Belfast-born David Byers studied composition with Raymond Warren at Queen’s University Belfast and then, as Manson Scholar in Composition at the Royal Academy of Music (London), with James Iliff. Awarded the Macaulay Fellowship (Irish Arts Council) and a Belgian Government Scholarship, he studied with Henri Pousseur at the Liège Conservatoire. In 1984 he was elected an Associate of the Royal Academy of Music and in 2008 became a Fellow of the Royal Society of Arts.
His career as composer, musicologist, broadcaster and writer centred on making music programmes for the BBC for 25 years.
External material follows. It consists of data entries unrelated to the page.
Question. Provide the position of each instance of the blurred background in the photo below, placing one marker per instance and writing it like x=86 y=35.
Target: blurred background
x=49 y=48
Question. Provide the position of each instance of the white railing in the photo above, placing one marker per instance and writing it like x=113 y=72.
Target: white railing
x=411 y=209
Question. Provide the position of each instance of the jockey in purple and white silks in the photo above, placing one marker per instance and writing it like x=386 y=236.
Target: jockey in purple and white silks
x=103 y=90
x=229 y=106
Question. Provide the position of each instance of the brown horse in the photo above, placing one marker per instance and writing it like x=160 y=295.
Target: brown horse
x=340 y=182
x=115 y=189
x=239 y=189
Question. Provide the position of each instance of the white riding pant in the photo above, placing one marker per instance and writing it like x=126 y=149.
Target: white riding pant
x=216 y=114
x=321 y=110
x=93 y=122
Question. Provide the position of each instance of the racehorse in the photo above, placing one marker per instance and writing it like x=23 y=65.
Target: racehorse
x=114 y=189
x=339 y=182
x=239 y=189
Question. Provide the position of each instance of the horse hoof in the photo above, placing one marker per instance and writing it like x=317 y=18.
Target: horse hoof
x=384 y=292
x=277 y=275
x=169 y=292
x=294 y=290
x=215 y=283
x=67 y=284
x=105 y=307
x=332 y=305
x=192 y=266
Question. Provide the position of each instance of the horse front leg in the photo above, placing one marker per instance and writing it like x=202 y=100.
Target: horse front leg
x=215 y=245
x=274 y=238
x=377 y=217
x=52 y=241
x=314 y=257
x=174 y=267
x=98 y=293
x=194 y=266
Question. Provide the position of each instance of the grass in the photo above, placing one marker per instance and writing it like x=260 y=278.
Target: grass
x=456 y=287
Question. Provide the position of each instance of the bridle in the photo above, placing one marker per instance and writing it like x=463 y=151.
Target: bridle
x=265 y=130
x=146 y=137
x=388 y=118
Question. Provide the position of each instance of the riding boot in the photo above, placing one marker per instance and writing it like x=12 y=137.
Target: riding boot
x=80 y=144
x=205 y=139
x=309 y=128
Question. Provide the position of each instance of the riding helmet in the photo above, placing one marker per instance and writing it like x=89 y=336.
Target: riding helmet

He retired as Chief Producer, Music and Arts and was then appointed Chief Executive of the Ulster Orchestra, a post he held for eight years, retiring in 2010. He has been a member of the Irish Arts Council and of the Arts Council of Northern Ireland’s Music and Opera Advisory Committee. He was a founding committee member of the Sonorities Festival and served as a board member of the National Concert Hall (Dublin), the Ulster Youth Choir, the Irish Baroque Orchestra and a Governor of the Royal Irish Academy of Music. Currently he is a board member of Wexford Festival Opera.
He has served on many international juries of music competitions; his compositions cover a wide range from orchestral to chamber and incidental music, and have been broadcast throughout Europe and in the USA and Australia.